Macron se afianza en parlamentarias

Foto: larazondemexico

En París

Emmanuel Macron gana su apuesta. Hace unos pocos meses, su partido La República en Marcha (REM) no existía, y hoy barre con sus diputados la Asamblea Nacional: el centrista obtuvo el 32.25 por ciento de los votos, con 96 por ciento de comicios escrutados.

El partido conservador Los Republicanos, junto al centroderecha de UD, consiguió 21.56 por ciento de los votos, el ultraderechista Frente Nacional de Marine Le Pen 13.4 por ciento; y La Francia Insumisa del izquierdista Jean-Luc Mélenchon, obtuvo un 10.96 por ciento. El Partido Socialista (PS), mayoritario hasta ahora en la Asamblea Nacional, y sus aliados se quedaron con un 9.47 por ciento.

El dato negativo fue que, con un 50 por ciento, la abstención alcanza un nivel histórico en unas legislativas.

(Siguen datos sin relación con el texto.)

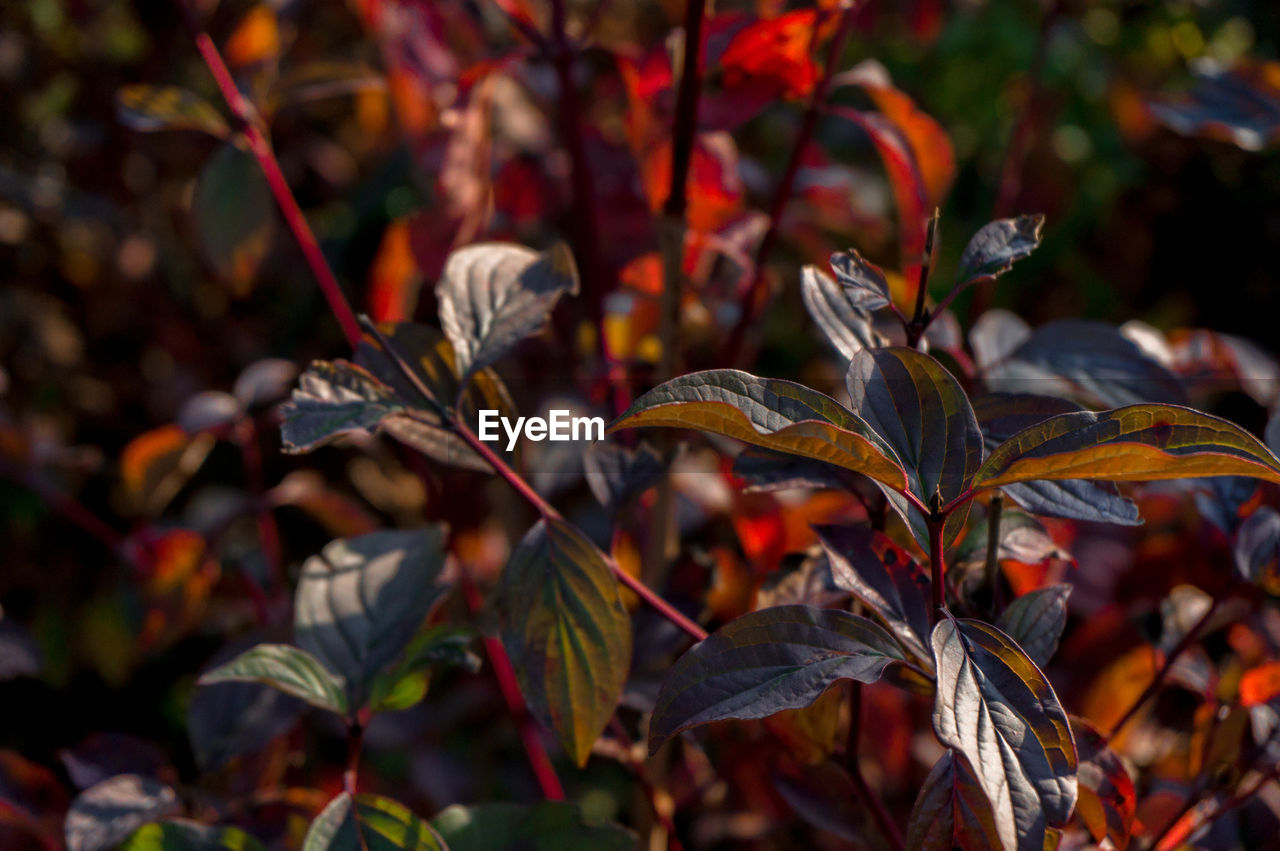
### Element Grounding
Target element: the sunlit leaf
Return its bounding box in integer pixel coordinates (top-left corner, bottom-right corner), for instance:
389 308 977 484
996 585 1071 667
956 215 1044 289
431 801 636 851
65 774 179 851
1071 715 1138 851
972 393 1142 526
609 370 906 490
198 644 349 715
933 618 1076 851
293 526 445 708
436 242 577 375
115 84 230 138
974 404 1280 489
906 749 1001 851
191 143 275 296
800 263 887 360
498 520 631 765
649 605 905 752
815 526 932 663
302 792 449 851
119 820 266 851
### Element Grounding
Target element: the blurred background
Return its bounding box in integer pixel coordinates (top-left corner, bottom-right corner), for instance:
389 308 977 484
0 0 1280 844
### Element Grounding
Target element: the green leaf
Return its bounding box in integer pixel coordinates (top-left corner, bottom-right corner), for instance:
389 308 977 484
293 526 445 708
933 618 1076 851
974 404 1280 489
800 263 887 361
649 605 905 752
302 792 449 851
119 819 266 851
64 774 179 851
814 526 933 664
609 370 908 490
197 644 349 715
956 215 1044 290
191 143 275 296
831 248 890 311
115 84 230 139
280 361 408 454
996 584 1071 668
436 242 579 375
498 520 631 765
906 749 1001 851
431 801 636 851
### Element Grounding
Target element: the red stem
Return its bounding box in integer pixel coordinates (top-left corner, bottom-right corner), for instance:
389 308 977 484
460 566 564 801
721 4 858 366
174 0 360 348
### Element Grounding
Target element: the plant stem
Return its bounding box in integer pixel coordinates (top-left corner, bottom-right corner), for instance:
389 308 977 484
548 0 604 326
1107 598 1219 738
174 0 360 348
721 3 859 366
845 681 904 851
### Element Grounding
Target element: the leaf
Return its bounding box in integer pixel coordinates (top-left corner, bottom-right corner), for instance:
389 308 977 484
431 801 636 851
293 526 445 709
831 248 891 312
984 319 1187 407
955 215 1044 290
996 585 1071 668
906 747 1001 851
436 242 579 376
649 605 905 754
498 518 631 765
814 526 932 664
65 774 178 851
197 644 349 715
933 618 1076 851
972 393 1142 526
974 404 1280 489
800 263 887 361
1071 715 1138 851
119 819 266 851
191 143 275 297
302 792 449 851
115 84 230 139
280 361 408 454
608 370 906 490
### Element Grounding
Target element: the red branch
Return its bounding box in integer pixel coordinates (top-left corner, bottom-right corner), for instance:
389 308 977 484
174 0 360 348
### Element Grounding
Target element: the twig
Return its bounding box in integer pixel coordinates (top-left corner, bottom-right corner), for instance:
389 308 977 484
721 3 858 366
1107 598 1219 738
174 0 360 348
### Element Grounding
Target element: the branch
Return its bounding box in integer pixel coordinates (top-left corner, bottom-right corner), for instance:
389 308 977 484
174 0 360 348
721 3 858 366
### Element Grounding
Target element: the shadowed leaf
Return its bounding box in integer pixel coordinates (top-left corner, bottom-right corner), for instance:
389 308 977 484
649 605 905 752
498 520 631 765
933 618 1076 851
609 370 906 490
974 404 1280 489
436 242 577 375
302 792 449 851
906 749 1001 851
198 644 348 715
996 585 1071 668
800 263 886 361
431 801 636 851
293 526 445 708
814 526 932 664
115 84 230 139
956 215 1044 289
65 774 179 851
191 145 275 296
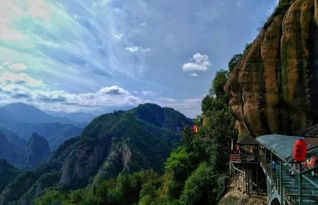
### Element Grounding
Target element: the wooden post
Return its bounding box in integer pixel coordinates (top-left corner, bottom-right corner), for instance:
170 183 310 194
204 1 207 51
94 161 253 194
298 163 302 205
255 165 259 194
279 160 284 205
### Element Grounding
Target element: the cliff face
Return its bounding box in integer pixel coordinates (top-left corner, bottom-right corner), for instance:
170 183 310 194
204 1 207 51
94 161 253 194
20 133 51 168
226 0 318 136
0 104 193 204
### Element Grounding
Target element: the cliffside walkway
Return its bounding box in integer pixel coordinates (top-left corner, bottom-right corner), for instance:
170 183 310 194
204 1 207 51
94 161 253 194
256 135 318 205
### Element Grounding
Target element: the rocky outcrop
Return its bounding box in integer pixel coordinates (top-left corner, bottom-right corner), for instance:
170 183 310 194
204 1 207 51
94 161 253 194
20 133 51 168
0 104 193 204
226 0 318 136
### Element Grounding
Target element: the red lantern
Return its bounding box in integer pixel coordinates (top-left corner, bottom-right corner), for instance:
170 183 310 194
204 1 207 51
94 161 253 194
192 125 198 133
293 139 307 162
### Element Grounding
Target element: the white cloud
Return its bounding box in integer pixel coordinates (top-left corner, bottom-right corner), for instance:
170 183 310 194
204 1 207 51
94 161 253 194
8 63 28 71
113 33 123 41
155 98 202 118
125 46 150 53
0 84 143 112
182 53 212 72
0 71 43 87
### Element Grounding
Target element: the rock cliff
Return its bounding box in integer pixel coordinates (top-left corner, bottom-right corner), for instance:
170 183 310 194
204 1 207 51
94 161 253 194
225 0 318 137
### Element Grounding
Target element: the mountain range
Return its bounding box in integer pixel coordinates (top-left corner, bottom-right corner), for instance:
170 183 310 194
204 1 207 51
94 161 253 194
0 103 87 150
0 104 193 204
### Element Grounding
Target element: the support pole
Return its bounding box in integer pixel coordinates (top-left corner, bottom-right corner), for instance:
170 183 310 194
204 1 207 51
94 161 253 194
279 160 284 205
298 163 302 205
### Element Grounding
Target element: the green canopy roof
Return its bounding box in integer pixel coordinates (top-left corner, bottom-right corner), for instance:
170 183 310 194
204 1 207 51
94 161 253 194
256 134 304 161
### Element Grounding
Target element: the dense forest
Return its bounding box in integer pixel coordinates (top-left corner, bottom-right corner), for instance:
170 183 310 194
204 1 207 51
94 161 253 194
35 55 241 205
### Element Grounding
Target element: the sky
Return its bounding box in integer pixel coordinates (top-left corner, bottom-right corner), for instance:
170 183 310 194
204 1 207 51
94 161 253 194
0 0 278 117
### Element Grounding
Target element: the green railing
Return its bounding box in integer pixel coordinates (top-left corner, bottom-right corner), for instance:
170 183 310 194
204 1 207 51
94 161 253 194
260 150 318 205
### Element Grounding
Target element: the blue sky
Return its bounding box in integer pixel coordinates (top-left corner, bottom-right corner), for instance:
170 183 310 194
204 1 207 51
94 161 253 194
0 0 278 117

El primer ministro, Édouard Philippe lanzó un mensaje a los electores para insistirles “sobre la necesidad de ir a votar el próximo domingo”.

Jean-Paul Delevoye, presidente de la Comisión Nacional de Investidura de En Marcha, declaró anoche que este resultado debe llevarles “a mucha humildad y a una enorme responsabilidad”, sin olvidar que más de la mitad del electorado no ha ido a votar. “No podemos ignorar el porcentaje de abstención”, admitió Delevoye.

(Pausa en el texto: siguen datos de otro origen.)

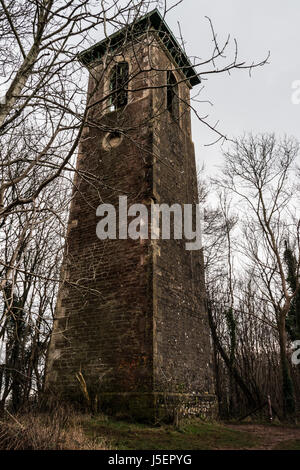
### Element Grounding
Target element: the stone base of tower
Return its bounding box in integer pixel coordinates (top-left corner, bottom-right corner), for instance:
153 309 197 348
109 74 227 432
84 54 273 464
44 384 218 424
88 392 217 423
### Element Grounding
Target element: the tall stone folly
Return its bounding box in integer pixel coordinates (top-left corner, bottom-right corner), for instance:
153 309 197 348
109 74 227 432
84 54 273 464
45 10 214 418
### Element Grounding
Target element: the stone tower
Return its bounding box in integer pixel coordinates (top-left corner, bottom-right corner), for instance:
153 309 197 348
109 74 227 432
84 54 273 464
45 10 214 418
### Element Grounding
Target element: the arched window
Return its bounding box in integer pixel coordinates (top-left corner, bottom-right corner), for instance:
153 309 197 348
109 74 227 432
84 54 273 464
167 70 179 119
109 62 129 111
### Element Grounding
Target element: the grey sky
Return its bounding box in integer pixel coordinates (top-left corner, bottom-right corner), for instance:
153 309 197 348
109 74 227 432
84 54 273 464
167 0 300 174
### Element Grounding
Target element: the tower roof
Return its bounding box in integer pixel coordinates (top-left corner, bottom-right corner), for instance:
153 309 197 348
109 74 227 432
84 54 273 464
79 9 200 86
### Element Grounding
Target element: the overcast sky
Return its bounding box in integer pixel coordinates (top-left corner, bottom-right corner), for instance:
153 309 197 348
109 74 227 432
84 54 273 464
167 0 300 174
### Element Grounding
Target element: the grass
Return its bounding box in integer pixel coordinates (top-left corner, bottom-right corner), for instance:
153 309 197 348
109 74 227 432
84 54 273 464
83 416 258 450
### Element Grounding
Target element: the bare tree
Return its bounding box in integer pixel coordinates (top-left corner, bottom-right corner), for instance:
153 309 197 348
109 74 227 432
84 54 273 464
217 135 300 415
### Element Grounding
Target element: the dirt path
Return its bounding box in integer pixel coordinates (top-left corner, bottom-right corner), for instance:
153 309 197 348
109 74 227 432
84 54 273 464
230 424 300 450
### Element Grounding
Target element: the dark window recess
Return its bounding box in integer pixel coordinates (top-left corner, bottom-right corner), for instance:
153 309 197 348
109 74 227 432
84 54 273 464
167 71 179 119
109 62 129 111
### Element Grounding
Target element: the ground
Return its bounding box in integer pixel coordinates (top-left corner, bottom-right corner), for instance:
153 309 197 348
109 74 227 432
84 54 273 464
83 416 300 450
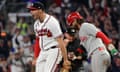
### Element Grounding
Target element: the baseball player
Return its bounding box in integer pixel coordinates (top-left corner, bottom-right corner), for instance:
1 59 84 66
28 2 70 72
67 12 118 72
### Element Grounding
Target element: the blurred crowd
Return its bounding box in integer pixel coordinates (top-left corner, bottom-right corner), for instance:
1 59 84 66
0 0 120 72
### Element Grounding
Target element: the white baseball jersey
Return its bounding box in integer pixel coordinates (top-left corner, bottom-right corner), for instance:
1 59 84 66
34 14 62 50
79 23 105 57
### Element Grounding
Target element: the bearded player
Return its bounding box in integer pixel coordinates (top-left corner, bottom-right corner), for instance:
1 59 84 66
67 12 119 72
28 2 70 72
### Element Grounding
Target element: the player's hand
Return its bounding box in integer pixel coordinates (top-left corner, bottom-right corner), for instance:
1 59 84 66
32 59 36 66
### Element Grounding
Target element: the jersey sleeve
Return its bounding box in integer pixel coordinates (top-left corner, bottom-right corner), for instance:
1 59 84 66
82 23 100 36
34 21 38 36
49 19 62 38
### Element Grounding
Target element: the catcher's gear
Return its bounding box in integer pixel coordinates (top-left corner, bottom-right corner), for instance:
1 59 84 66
67 12 83 26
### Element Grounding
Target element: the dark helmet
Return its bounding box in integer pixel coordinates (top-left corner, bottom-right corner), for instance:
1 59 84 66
66 12 83 26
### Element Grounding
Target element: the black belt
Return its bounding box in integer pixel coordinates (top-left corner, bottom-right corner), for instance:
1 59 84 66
44 46 58 51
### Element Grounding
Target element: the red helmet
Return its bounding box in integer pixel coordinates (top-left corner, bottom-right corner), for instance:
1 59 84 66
67 12 83 26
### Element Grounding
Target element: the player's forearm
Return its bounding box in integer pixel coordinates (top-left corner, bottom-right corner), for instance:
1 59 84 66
34 38 40 59
96 31 112 45
96 32 118 55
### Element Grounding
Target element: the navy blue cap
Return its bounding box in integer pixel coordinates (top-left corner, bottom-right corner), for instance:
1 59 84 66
27 2 44 10
67 28 76 35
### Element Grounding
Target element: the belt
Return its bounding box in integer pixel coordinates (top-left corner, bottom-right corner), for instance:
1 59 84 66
90 47 105 56
44 46 58 51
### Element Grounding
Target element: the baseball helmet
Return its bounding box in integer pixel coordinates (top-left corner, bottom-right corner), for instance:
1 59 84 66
67 27 77 36
67 12 83 26
27 2 44 10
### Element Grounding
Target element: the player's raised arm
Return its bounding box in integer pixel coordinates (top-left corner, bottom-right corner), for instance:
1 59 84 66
96 31 119 56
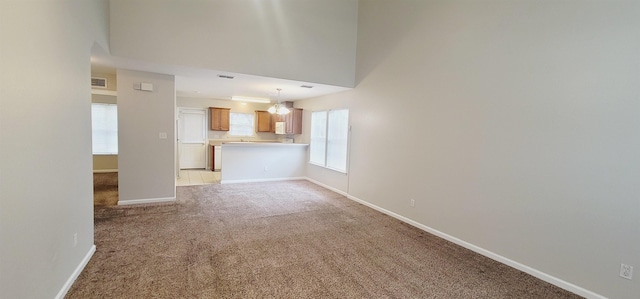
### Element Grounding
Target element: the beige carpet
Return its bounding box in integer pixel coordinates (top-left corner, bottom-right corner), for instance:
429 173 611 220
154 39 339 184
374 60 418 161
93 172 118 206
67 181 579 298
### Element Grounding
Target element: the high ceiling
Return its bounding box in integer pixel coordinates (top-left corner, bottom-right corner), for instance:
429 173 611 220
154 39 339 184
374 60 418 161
91 51 349 101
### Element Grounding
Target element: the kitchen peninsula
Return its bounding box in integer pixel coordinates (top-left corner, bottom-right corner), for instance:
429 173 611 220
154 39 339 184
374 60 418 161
216 142 309 184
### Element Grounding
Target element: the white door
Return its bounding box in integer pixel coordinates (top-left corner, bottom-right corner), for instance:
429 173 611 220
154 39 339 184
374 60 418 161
178 108 207 169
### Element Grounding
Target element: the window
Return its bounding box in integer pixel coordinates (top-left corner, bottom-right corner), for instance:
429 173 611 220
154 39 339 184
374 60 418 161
91 103 118 155
309 109 349 173
229 113 255 136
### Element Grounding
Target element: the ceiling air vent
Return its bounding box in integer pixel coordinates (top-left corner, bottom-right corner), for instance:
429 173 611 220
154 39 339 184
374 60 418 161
91 77 107 88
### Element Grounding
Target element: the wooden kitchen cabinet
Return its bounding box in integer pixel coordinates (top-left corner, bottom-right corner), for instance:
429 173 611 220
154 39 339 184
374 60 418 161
256 110 275 133
284 108 302 134
275 108 302 134
209 107 231 131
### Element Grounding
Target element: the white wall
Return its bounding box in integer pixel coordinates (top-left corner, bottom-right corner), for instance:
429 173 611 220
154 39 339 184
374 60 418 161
117 69 176 205
110 0 358 87
300 0 640 298
0 1 108 298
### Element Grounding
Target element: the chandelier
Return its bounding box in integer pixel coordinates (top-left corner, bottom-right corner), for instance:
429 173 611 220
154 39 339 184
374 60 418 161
267 88 289 115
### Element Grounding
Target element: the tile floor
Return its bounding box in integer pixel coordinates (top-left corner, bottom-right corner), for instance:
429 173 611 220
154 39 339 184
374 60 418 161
176 169 220 186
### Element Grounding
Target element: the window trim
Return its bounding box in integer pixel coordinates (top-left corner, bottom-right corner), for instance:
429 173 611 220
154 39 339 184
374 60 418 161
308 108 351 174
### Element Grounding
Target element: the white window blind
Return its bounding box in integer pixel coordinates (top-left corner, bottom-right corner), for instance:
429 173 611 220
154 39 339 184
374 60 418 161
229 113 255 136
309 109 349 172
91 103 118 155
327 109 349 172
309 111 327 166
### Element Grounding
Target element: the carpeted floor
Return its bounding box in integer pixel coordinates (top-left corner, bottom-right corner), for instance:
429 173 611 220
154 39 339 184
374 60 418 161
93 172 118 207
66 181 580 298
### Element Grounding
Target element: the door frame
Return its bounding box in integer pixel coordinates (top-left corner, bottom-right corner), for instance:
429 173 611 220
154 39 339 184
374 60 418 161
176 107 209 172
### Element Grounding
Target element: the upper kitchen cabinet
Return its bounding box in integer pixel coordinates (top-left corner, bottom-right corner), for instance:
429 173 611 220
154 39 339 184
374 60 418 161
256 110 275 133
209 107 231 131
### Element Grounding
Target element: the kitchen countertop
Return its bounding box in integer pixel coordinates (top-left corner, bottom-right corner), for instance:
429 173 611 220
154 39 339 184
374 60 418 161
209 138 308 146
222 141 308 147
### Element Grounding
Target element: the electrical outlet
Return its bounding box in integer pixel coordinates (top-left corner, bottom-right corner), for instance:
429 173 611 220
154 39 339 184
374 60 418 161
620 264 633 280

El secretario general de los socialistas, Jean-Christophe Cambadelis, reconoció “el retroceso sin precedentes de la izquierda y especialmente de los socialistas”, que terminan con un siete por ciento en estas elecciones después de cinco años en el poder.

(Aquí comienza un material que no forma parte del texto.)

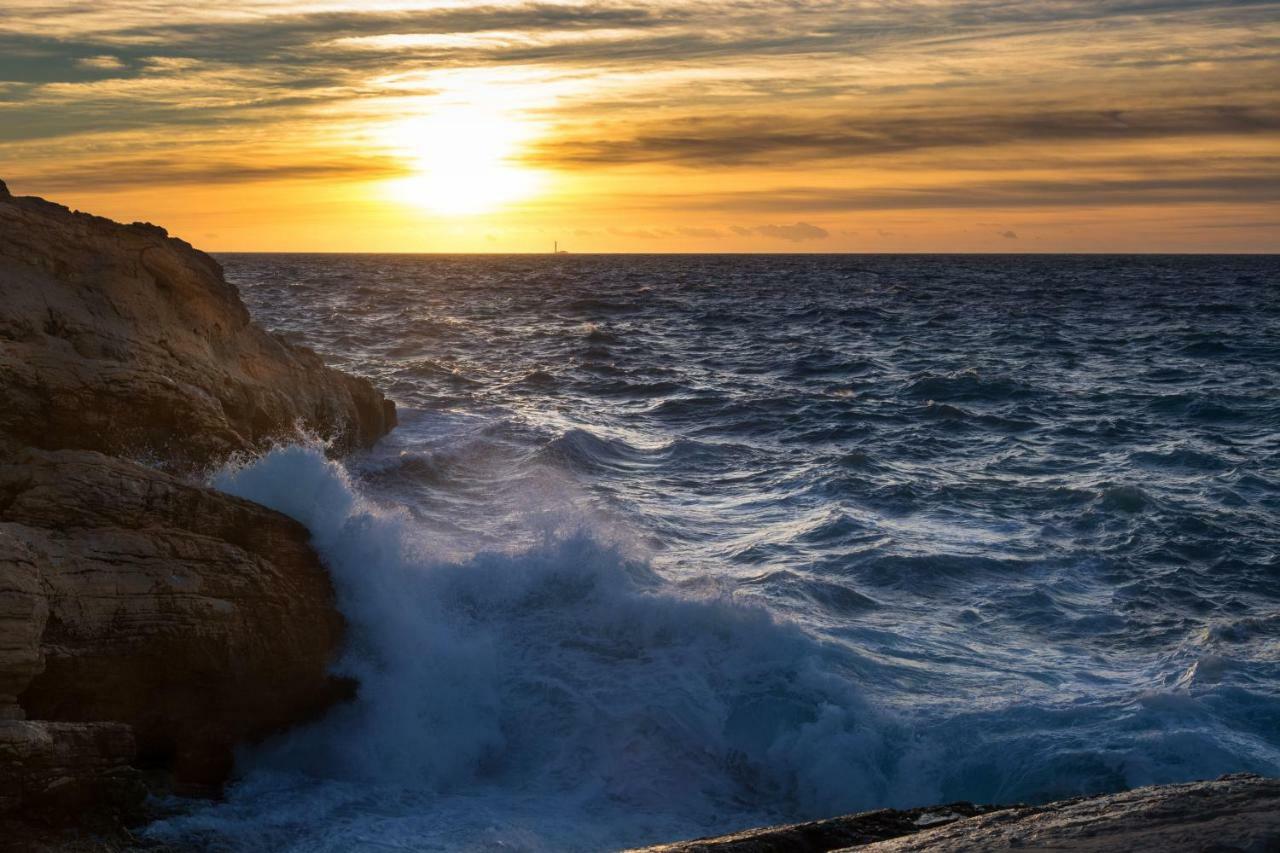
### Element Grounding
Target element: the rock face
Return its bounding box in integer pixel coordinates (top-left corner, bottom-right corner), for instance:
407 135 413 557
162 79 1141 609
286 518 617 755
0 183 396 465
637 774 1280 853
0 183 396 820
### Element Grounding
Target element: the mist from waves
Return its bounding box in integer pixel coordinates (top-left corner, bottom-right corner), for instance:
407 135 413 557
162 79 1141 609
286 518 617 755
150 256 1280 850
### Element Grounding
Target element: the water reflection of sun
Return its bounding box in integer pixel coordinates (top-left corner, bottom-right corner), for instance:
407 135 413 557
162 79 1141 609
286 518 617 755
387 105 541 216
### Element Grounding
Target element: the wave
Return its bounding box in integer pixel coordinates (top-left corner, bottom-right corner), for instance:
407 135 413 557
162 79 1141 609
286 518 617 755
140 446 1280 853
154 447 901 850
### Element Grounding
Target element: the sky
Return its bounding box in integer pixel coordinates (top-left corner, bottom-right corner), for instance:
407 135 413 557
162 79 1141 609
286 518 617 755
0 0 1280 252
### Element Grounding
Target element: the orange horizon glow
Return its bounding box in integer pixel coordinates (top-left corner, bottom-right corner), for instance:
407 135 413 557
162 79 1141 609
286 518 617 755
0 0 1280 252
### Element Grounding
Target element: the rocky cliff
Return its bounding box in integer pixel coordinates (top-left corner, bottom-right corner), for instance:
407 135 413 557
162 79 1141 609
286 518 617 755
0 178 396 465
0 183 396 820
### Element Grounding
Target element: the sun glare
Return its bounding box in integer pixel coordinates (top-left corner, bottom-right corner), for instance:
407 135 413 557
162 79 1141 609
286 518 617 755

Cambadelis no hizo ningún tipo de autocrítica y se limitó a denunciar que el próximo domingo podría salir de las urnas “una Asamblea Nacional sin debate democrático”. “No es sano ni deseable que un presidente que obtuvo el 24 por ciento de votos en la primera vuelta de las presidenciales y que ganó en la segunda vuelta sólo por el rechazo al Frente Nacional, se beneficie del monopolio de la representación democrática”, afirmó.

Para Julien Dray, veterano socialista, el partido atraviesa “una crisis política profunda”, e hizo una llamada para “refundarla identidad socialista”.

François Baroin, que asumió la campaña de Los Republicanos tras la marcha de François Fillon, también puso de relieve en primer lugar el nivel récord de la abstención. Su partido, que estaba destinado a gobernar el país, se ve con unos resultados en torno al 20 por ciento tras la derrota de su candidato en las presidenciales.

Para Baroin durante esta semana será necesario que haya un debate para quequeden claras “las diferencias que existen entre nuestros proyectos”, explicaba anoche deseoso de que se hable ya del contenido de los programas.

“No podemos aceptar la amenaza de aumentos espectaculares de impuestos que esperan a nuestro país”, comentó junto a una retahíla de elementos que piensan poner de relieve estos días, como “salir del suplicio de las 35 horas” o aplicar “una moratoria en el cierre de los servicios públicos en zonas rurales”.

Marine Le Pen retomó su discurso de que derecha e izquierda van de la mano y pidió a “los electores patriotas que acudan masivamente a las urnas el próximo domingo” para evitar la política catastrófica que prepara Macron, con su reforma de la Ley del Trabajo, y la inmigración.

Le Pen anunció que terminó “ampliamente en cabeza con cerca del 45 por ciento y que en segundo vuelta se enfrentará a lacandidata de La República en Marcha, que obtuvo menos del 20 por ciento.

Para la líder de la extrema derecha, es una buena dinámica, aunque no puede olvidar que en 2012 perdió esa circunscripción por poco más de un centenar de votos, lo que hace que, a diferencia de su padre, Jean-Marie Le Pen, o de su sobrina, Marion Maréchal-Le Pen, nunca haya sido diputada nacional.

Para Jean-Luc Mélenchon, los resultados muestran “una situación política totalmente inestable” y considera que la mayoría que ha obtenido el presidente de la República no les permitirá “destruir el código de trabajo para engatusar a los ricos”.